The application of the approach to a case study involving two first and second-year mathematical subjects demonstrates that the accuracy of the resulting model is consistent with the findings reported in literature. The model and the associated Colab notebook are currently aiding instructors of these subjects to devise targeted strategies aimed at lowering the rates of academic failure, thereby enhancing educational outcomes.

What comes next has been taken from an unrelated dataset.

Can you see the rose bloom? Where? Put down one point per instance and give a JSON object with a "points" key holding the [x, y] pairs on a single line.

As part of our future work, we plan to apply this method in various new contexts so as to assess the ability of the approach to generate similarly valuable models for other courses and universities. Moreover, we are exploring the incorporation of other easily collectible variables in order to enrich the willingness dimension of the conceptual model, such as the admission option (the order in which students chose their current degree program) [79] and the grades they aspire to achieve [74] so as to determine whether these additions enhance the predictive accuracy of the models. Finally, we aim to investigate how our approach compares (in terms of both effectiveness and complexity) with other new approaches, such as those that use expanded user and item features by employing the latent factor space of auxiliary domains. These approaches enrich the feature set with underlying patterns in user-item interactions that may not be directly observable in the current context [94, 95]. One potential advantage of these methods is that, once these latent vectors have been obtained for the students, the feature set of any target domain in which these students participate can be expanded by incorporating these vectors without the need for any further data collection or analysis. This expanded feature set provides a richer representation of the students, thus enabling more nuanced predictions about student performance or preferences.